Positive FCF means operating cash flow exceeded capital expenditures during the selected period. Zero means they were equal. Negative FCF means capital spending and any operating cash deficit exceeded operating cash generation. A negative result can be reasonable during a deliberate investment cycle, but repeated deficits should be examined alongside liquidity, debt capacity, and the expected return on investment.

FCF per share and FCF yield

FCF per share divides total FCF by shares outstanding. It improves comparability across companies of different sizes and helps reveal whether cash generation is keeping pace with dilution. FCF yield divides FCF by market capitalization. A higher positive yield indicates more current free cash flow relative to the equity value, while a negative yield reflects negative FCF. Yield alone is not a valuation conclusion because growth, cyclicality, leverage, accounting policy, and required reinvestment also matter. For broader background, see Investopedia’s explanations of free cash flow and cash flow from operating activities.

FCF margin and CapEx intensity

FCF margin divides FCF by revenue and shows how much free cash flow remains from each dollar of sales. A rising margin can reflect better operating conversion, lower working-capital needs, reduced CapEx, or a combination of these drivers. CapEx intensity divides capital expenditures by operating cash flow. When operating cash flow is positive, the ratio shows how much of that cash is absorbed by long-lived investment. Ratios can become unstable when denominators are close to zero, so the calculator leaves them unavailable rather than displaying misleading infinite values.

What do the chart and sensitivity table show?

The cash flow bridge uses signed bars: operating cash flow is the inflow, capital expenditures are displayed as an outflow, and FCF is the net result.
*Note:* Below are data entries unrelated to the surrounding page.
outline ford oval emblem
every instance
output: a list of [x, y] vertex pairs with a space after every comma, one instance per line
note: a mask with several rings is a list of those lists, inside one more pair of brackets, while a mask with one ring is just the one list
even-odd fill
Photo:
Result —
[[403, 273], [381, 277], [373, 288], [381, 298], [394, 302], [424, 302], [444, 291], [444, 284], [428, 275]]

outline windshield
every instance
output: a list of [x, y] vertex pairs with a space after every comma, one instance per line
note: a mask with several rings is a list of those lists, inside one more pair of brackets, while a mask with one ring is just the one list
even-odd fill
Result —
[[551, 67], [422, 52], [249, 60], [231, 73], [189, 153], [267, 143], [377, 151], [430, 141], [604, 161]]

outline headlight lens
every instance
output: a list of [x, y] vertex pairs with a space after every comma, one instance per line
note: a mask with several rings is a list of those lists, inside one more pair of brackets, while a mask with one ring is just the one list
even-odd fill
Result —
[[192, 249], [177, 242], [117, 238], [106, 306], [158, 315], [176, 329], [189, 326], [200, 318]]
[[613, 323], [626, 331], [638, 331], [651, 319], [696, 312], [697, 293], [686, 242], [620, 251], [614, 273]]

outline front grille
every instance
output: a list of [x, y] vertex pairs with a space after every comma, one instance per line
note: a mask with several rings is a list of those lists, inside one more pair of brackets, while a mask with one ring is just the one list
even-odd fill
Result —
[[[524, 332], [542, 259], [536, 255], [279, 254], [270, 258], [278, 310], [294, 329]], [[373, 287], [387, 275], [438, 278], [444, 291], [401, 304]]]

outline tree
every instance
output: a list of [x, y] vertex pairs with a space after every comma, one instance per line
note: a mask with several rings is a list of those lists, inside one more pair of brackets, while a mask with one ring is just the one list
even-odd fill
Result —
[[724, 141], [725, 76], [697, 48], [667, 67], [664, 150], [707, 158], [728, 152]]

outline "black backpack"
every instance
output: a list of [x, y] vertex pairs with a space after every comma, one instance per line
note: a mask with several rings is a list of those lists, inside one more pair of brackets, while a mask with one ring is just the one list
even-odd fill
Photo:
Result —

All labels, legend values, and the accessible data table use the same calculated model. The CapEx sensitivity table holds operating cash flow, revenue, shares, and valuation inputs constant while applying several CapEx multipliers. It illustrates mechanical sensitivity, not a business forecast.

Reducing CapEx usually raises near-term FCF, but underinvestment can weaken future capacity, product quality, growth, or maintenance reliability. Conversely, aggressive CapEx can depress current FCF while creating future value. The most useful analysis separates maintenance CapEx from growth CapEx when disclosures allow, compares multiple periods, and reconciles unusual acquisitions or asset sales.

Common mistakes and practical checks

  • Mixing annual, quarterly, and trailing-twelve-month figures in one calculation.
  • Entering CapEx as a negative number even though the calculator expects a positive outflow.
  • Using enterprise value instead of equity market capitalization for FCF yield.
  • Assuming a higher FCF is always better without checking whether essential investment was deferred.
  • Comparing companies with very different capital intensity, lease structures, or acquisition policies without adjustments.

Use several periods, read the cash flow statement notes, and compare FCF with operating trends, debt obligations, and reinvestment requirements. This calculator is an analytical aid and does not provide personalized investment, tax, legal, or accounting advice.